Ensuite (et surtout ?) cette exposition nous apporte des informations. Des informations insupportables, mais des informations. Oui, pendant que des policiers français déportaient des Juifs, pendant que l'immense majorité des Parisiens crevaient de faim, certains (combien ? Quelle proportion ?) se gobergeaient, se la coulaient douce, ou simplement s'en foutaient. Comme dans toutes les guerres. Comme dans toutes les occupations. Comme dans tous les drames. Universelle réalité de bien des villes en guerre : pendant qu'on se massacre dans un quartier, on danse dans le quartier voisin. Tous les reporters de guerre pourraient le raconter.

Il faut certainement compléter l'expo, avec d'autres photos. La remanier peut-être. La reconstruire autrement. Peut-être faut-il pour cela la fermer provisoirement. Mais pas l'interdire.

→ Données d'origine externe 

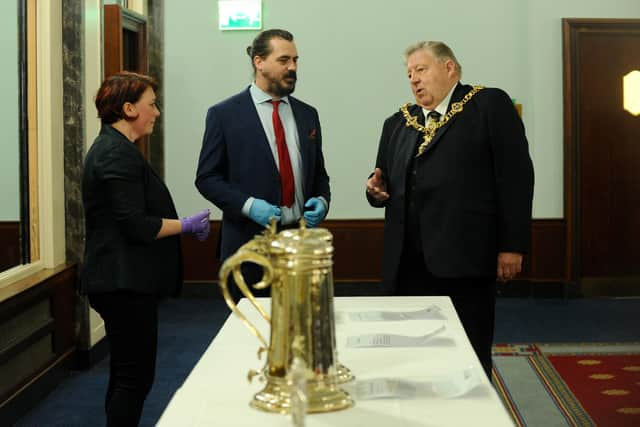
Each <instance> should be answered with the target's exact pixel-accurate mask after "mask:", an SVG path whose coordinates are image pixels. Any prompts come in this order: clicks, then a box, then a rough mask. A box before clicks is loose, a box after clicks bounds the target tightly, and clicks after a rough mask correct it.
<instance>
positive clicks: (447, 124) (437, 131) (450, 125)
mask: <svg viewBox="0 0 640 427" xmlns="http://www.w3.org/2000/svg"><path fill="white" fill-rule="evenodd" d="M469 90H471V87H470V86H466V85H462V84H461V83H460V82H458V83H457V85H456V88H455V89H454V90H453V93H452V94H451V99H450V100H449V105H448V106H447V113H448V112H449V111H450V110H451V104H453V103H454V102H458V101H460V100H461V99H462V98H464V96H465V95H466V94H467V92H469ZM420 110H421V111H422V109H420ZM459 115H460V113H458V114H456V115H455V116H453V117H451V119H449V121H448V122H447V123H446V124H445V125H444V126H442V127H441V128H440V129H438V130H437V132H436V134H435V135H434V136H433V139H432V140H431V142H430V143H429V145H427V149H426V150H425V151H424V153H422V155H423V156H424V155H425V154H426V153H428V152H429V151H430V150H433V147H435V146H436V145H437V144H438V142H439V141H440V140H441V139H442V136H443V135H444V134H445V133H447V130H448V129H449V128H450V127H451V125H452V124H453V123H454V122H455V121H456V120H457V119H458V116H459ZM421 157H422V156H421Z"/></svg>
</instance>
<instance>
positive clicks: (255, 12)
mask: <svg viewBox="0 0 640 427" xmlns="http://www.w3.org/2000/svg"><path fill="white" fill-rule="evenodd" d="M218 17H219V21H218V28H219V29H221V30H261V29H262V0H219V1H218Z"/></svg>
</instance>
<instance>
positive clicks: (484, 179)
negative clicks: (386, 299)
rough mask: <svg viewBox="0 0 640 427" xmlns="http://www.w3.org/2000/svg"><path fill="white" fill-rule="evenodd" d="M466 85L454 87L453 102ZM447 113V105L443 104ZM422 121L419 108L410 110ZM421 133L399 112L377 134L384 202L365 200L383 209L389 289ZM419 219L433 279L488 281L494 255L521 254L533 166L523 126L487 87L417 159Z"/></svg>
mask: <svg viewBox="0 0 640 427" xmlns="http://www.w3.org/2000/svg"><path fill="white" fill-rule="evenodd" d="M470 90H471V86H467V85H462V84H458V85H457V87H456V88H455V90H454V92H453V94H452V96H451V103H453V102H456V101H460V100H461V99H462V98H463V97H464V95H466V94H467V93H468V92H469V91H470ZM449 109H451V104H450V105H449ZM409 113H410V114H411V115H412V116H418V117H419V119H420V121H421V123H424V115H423V113H422V108H420V106H418V105H413V106H411V107H410V108H409ZM422 136H423V134H422V133H421V132H418V131H417V130H416V129H414V128H412V127H407V126H405V119H404V117H403V115H402V113H401V112H397V113H395V114H394V115H392V116H391V117H389V118H388V119H387V120H386V121H385V123H384V127H383V129H382V136H381V137H380V146H379V149H378V157H377V160H376V167H378V168H380V169H382V174H383V179H384V180H385V183H386V186H387V192H388V193H389V196H390V197H389V199H387V200H386V201H384V202H382V203H380V202H377V201H376V200H375V199H373V198H372V197H370V196H369V195H368V194H367V198H368V200H369V203H370V204H371V205H372V206H375V207H384V208H386V209H385V245H384V258H383V271H384V273H383V274H384V280H385V284H386V285H387V286H388V287H389V288H391V289H393V288H394V286H395V281H396V277H397V274H398V267H399V265H400V258H401V256H402V251H403V245H404V240H405V232H418V230H411V231H408V230H406V229H405V228H406V227H405V223H406V217H407V212H406V209H407V200H406V198H405V191H406V185H407V169H408V166H409V164H410V160H411V156H413V155H414V154H415V153H416V149H415V147H416V144H420V143H421V142H422ZM416 162H417V164H416V173H417V176H416V189H415V190H414V191H415V192H416V193H415V194H414V196H415V200H416V201H417V202H416V205H415V207H413V209H417V217H418V218H419V223H420V230H419V233H420V240H421V243H422V250H423V254H424V258H425V264H426V266H427V268H428V269H429V271H431V272H432V273H433V274H434V275H436V276H438V277H452V278H461V277H491V276H495V274H496V269H497V254H498V252H520V253H526V252H528V249H529V244H530V238H531V207H532V206H531V205H532V198H533V165H532V162H531V158H530V157H529V150H528V144H527V139H526V137H525V132H524V126H523V124H522V121H521V120H520V118H519V117H518V114H517V112H516V109H515V108H514V106H513V103H512V101H511V98H509V96H508V95H507V94H506V93H505V92H504V91H502V90H500V89H496V88H485V89H483V90H481V91H480V92H478V93H477V94H476V95H475V96H473V97H472V98H471V99H470V100H469V102H467V103H466V104H465V105H464V107H463V110H462V111H461V112H460V113H458V114H456V115H454V116H453V117H452V118H451V120H450V121H449V122H447V124H445V125H444V126H442V127H441V128H440V129H438V131H437V132H436V134H435V136H434V139H433V140H432V141H431V143H430V144H429V145H428V146H427V149H426V150H425V152H424V153H423V154H422V155H420V156H419V157H418V158H417V159H416Z"/></svg>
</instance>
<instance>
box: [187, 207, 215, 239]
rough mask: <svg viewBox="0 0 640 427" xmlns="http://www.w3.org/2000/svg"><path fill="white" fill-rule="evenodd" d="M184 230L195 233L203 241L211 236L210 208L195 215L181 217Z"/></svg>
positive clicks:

Si Zucca a sans doute bidonné la photo du Luxembourg, en y glissant son journal sur une chaise au premier plan (qui sont donc ces deux amoureux ? Des amis du photographe ? Des employés du journal ?), s'il a soigneusement travaillé plusieurs de ses cadrages pour donner l'impression d'une foule à partir d'une poignée de personnes, bien des photos de cette expo laissent voir les éclats noirs d'une vérité indicible. A ce qu'on sache, ce n'est pas Zucca qui a rempli les terrasses de café qu'il photographie. Ce n'est pas Zucca, qui a fabriqué les chapeaux des élégantes de Longchamp. Ce n'est pas Zucca, qui a allongé les baigneurs sur les quais de Seine. Ce Paris-là existait aussi, même s'il fait tache aujourd'hui.

Cette réalité, il faut la regarder en face. Même si c'est douloureux. Tous les tabous de la Collaboration, la petite et la grande, l'officielle et la quotidienne, révélés depuis les années 70, ont toujours été dévoilés dans la douleur. C'est peut-être le dernier. Eh bien voilà : c'est obscène, c'est insoutenable, mais pendant l'été 42, le sinistre été de la rafle du Vel d'Hiv, on raflait des Juifs rue des Rosiers, et on bronzait sur les quais de Seine. Peut-être même le même jour. Ces deux images, il nous faut oser les regarder. Sur aucune des deux, nous n'avons le droit de jeter le voile.